Marek DruśMarek Druś
opublikowano: 2013-10-25 11:40

Fundusz inwestycyjny Norwegii, największy na świecie, ostrzegł przed korektą. Zapowiedział, że nie będzie inwestował nowych pieniędzy w akcje.

- Nasz udział w rynku akcji był stabilny lub spadał nawet kiedy rynek rósł, a to oznacza w praktyce, że nie wykorzystujemy nowych pieniędzy do kupna akcji – powiedział Yngve Slyngstad z Norges Bank Investment Management. Ujawnił, że fundusz szykuje się na korektę cen akcji.
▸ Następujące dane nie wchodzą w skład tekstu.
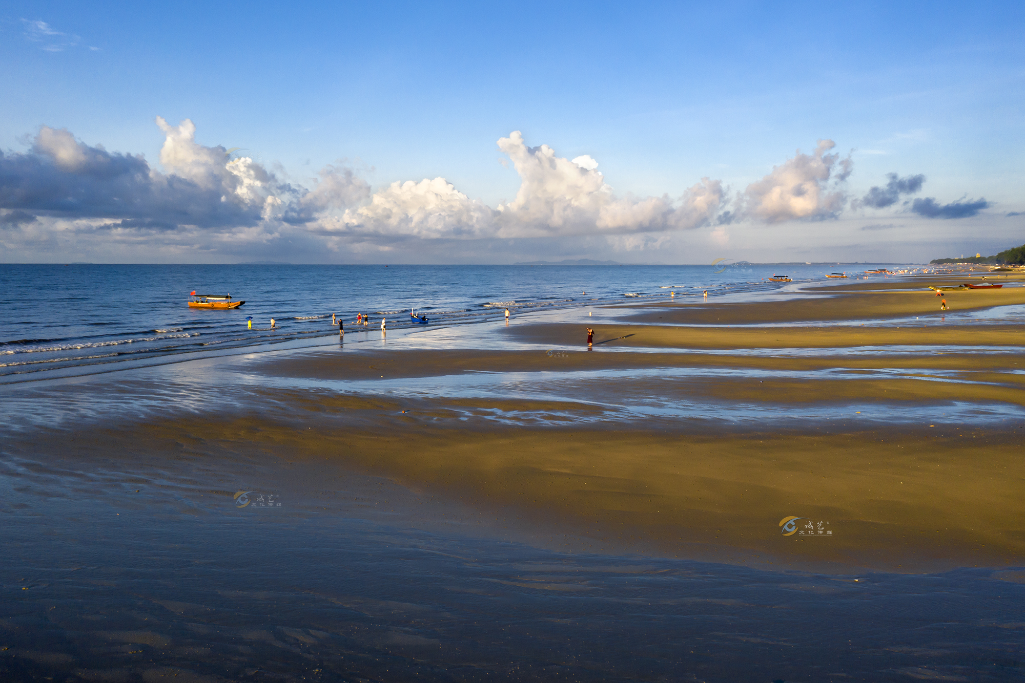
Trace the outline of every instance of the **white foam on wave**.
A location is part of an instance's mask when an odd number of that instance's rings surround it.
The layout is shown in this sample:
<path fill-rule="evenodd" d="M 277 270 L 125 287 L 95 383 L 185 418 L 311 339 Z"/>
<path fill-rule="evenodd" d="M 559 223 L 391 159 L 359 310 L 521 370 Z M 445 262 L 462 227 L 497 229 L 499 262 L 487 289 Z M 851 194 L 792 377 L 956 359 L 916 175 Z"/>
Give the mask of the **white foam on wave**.
<path fill-rule="evenodd" d="M 102 346 L 120 346 L 121 344 L 136 344 L 138 342 L 160 341 L 163 339 L 183 339 L 187 337 L 199 337 L 199 332 L 187 332 L 180 335 L 160 335 L 158 337 L 138 337 L 135 339 L 112 339 L 106 342 L 90 342 L 85 344 L 58 344 L 56 346 L 37 346 L 35 348 L 22 348 L 7 353 L 40 353 L 53 351 L 71 351 L 80 348 L 99 348 Z"/>

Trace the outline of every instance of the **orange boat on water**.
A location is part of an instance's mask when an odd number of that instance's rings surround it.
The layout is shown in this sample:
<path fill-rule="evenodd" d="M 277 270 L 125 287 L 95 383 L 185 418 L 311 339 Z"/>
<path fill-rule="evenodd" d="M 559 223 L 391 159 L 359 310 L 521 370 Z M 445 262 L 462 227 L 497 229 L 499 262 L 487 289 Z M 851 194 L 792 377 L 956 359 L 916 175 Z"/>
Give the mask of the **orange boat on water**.
<path fill-rule="evenodd" d="M 190 308 L 216 308 L 221 310 L 238 308 L 245 303 L 245 301 L 232 301 L 231 294 L 196 294 L 196 291 L 193 290 L 193 293 L 189 296 L 192 297 L 189 300 Z"/>

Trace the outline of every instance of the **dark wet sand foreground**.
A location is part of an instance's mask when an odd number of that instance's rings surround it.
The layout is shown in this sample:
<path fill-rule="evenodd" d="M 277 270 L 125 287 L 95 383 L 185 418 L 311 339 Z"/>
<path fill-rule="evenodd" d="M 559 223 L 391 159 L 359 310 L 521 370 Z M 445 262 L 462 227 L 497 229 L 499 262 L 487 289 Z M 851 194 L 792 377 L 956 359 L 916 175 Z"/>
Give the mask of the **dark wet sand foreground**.
<path fill-rule="evenodd" d="M 957 315 L 1008 280 L 11 389 L 120 408 L 5 432 L 0 674 L 1020 680 L 1025 337 Z"/>

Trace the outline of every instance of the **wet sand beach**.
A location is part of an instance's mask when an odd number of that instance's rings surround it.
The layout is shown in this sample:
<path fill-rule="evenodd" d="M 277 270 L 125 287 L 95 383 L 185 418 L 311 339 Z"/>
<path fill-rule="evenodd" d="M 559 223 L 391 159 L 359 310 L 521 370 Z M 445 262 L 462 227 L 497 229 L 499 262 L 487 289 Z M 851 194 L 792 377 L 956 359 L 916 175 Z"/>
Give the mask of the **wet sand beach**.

Yngve Slyngstad, fot. Bloomberg
Yngve Slyngstad, fot. Bloomberg
None
None

W minionym kwartale wartość akcji w portfelu funduszu wzrosła o 7,6 proc. Sam fundusz, dysponujący 810 mld USD aktywów, osiągnął w tym samym okresie 5 proc. zwrot z inwestycji, co oznacza ok. 40 mld USD zysku. Inwestycje w obligacje przyniosły funduszowi 0,3 proc. zysk, a w nieruchomości 4,1 proc.
 
- Zwroty na rynku akcji w trzecim kwartale były głównie skutkiem dalszego ożywienia gospodarczego na rozwiniętych rynkach – powiedział Slyngstad. - Negatywny trend na rynkach wschodzących był kontynuowany, ale wysoka aktywność gospodarcza w Chinach spowodowała odbicie pod koniec okresu – dodał. 

Największą inwestycją funduszu na rynku akcji było na koniec trzeciego kwartału Nestle (38,5 mld NOK). Na rynku obligacji najmocniej jest zaangażowany w obligacje skarbowe USA (344 mld NOK).